Si cercherà di rispondere a queste e ad altre domande nel corso dell’incontro di mercoledì 13 luglio, mettendo in evidenza le varie metodologie dell’archeologia, gli strumenti di lavoro e di approfondimento dell’archeologo, con un “focus” sulla Val d’Aveto e sulla Valle Sturla, e in particolare sulle aree di Ventarola e Perlezzi. Tre, nel dettaglio, i casi studio principali: edifici rurali, sistemi irrigui e circuiti di scambio legati al commercio della neve e del ghiaccio come le neviere, spunto per affrontare con uno sguardo diverso anche i problemi di tutela e valorizzazione di questo prezioso patrimonio rurale. 

Anna Maria Stagno, archeologa, oggi docente dell’Università di Genova, attiva nel campo archeologico con indagini sia di scavo sia di superficie in Toscana, Sardegna, Abruzzo e Tunisia, e ovviamente in Liguria, tra cui, fra gli altri, lo studio dei Casoni di Valle Lagorara, facenti parte del sito di Maissana (SP). È attualmente membro del LASA, il Laboratorio di Archeologia e Storia Ambientale, attraverso il quale svolge attività di ricerca interdisciplinare, e dell’ISCUM, l’Istituto di Storia della Cultura Materiale APS. Nel 2019 alla Stagno é stato assegnato un importante riconoscimento a livello europeo, il finanziamento ERC, assegnato nel campo dello studio del passato, il primo in assoluto in Italia negli ultimi 3 secoli.  

Roberto Maggi, già archeologo della Soprintendenza, ha dedicato tutta la sua ricerca alla Preistoria della Liguria e allo studio dell’archeologia del paesaggio, con un occhio di riguardo al Levante Ligure, in particolare, fra gli altri casi-studio, si ricordano in questa sede i siti minerari di Libiola e Monte Loreto e la Cava di diaspro di Valle Lagorara a Maissana.
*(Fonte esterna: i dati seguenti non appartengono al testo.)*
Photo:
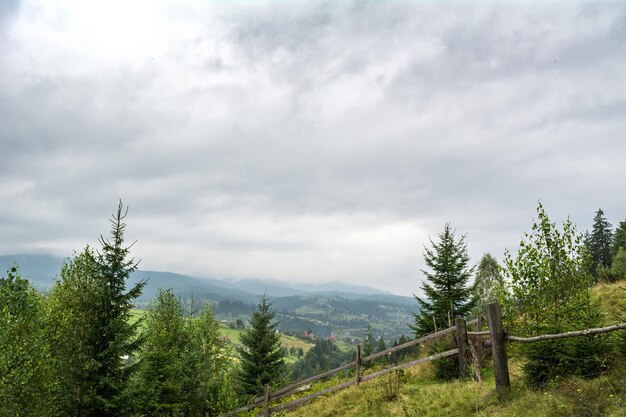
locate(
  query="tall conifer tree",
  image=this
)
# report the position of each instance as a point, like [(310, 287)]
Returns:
[(599, 242), (92, 306), (448, 294), (260, 352)]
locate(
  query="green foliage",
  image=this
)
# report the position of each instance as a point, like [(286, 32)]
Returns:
[(447, 293), (599, 243), (551, 294), (619, 238), (25, 372), (72, 329), (162, 371), (618, 266), (184, 367), (489, 285), (325, 355), (209, 368), (260, 352), (368, 347), (90, 328)]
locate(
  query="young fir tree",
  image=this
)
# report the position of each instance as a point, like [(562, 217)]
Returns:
[(91, 303), (260, 352), (619, 238), (448, 294), (367, 342), (381, 345), (489, 284), (161, 372), (599, 243)]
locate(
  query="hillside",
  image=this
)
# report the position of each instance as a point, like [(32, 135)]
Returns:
[(337, 309), (417, 393)]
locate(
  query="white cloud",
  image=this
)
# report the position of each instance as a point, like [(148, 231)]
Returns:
[(309, 140)]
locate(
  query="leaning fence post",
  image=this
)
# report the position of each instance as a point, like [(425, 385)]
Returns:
[(358, 364), (479, 341), (498, 350), (266, 400), (461, 343)]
Maggi è tra coloro che hanno fortemente voluto il MuSel – il Museo Archeologico e della Città di Sestri Levante e ne sono l’anima fin dalla sua prima costituzione nel 2013. 
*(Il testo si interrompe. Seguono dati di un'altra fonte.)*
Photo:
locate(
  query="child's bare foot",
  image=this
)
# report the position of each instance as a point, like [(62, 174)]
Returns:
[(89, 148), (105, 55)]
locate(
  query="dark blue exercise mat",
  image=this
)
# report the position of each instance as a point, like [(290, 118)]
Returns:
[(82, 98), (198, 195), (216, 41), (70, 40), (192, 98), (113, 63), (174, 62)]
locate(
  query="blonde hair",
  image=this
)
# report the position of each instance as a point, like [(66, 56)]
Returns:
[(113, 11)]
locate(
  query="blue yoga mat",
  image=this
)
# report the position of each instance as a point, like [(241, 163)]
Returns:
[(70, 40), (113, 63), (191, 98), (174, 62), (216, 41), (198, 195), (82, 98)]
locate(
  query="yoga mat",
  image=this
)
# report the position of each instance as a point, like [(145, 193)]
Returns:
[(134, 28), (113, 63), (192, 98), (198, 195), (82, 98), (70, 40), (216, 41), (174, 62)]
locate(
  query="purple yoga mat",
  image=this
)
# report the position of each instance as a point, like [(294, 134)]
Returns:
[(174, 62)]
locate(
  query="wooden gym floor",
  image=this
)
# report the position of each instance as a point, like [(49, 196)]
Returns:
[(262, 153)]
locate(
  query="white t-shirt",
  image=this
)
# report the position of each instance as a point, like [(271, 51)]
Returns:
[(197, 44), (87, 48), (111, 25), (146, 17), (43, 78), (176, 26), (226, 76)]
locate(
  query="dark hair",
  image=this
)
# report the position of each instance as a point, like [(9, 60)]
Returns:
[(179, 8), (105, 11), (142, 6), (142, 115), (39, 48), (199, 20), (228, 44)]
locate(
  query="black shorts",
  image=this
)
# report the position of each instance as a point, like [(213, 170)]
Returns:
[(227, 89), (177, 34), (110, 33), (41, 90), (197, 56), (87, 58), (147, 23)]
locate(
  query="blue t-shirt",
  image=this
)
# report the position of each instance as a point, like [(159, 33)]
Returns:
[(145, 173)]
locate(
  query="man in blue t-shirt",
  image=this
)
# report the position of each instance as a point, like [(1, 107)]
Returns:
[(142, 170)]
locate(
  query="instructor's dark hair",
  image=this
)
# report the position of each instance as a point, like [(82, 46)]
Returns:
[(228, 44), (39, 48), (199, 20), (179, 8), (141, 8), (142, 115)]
Anche nel successivo incontro de “I mercoledì del MuSel” si andrà ancora nell’entroterra, con il geografo e guida ambientale Andrea Percivale che il 20 luglio ci porterà a conoscere l’Alta Via dei Monti Liguri. 

A Palazzo Fascie continuano inoltre le letture dedicate a tutti i bambini, incontri gratuiti tutti i giovedì presso la Biblioteca del Mare e tutti i venerdì mattina presso la Biblioteca Fascie Rossi, alle ore 10.30, nei mesi di luglio e agosto.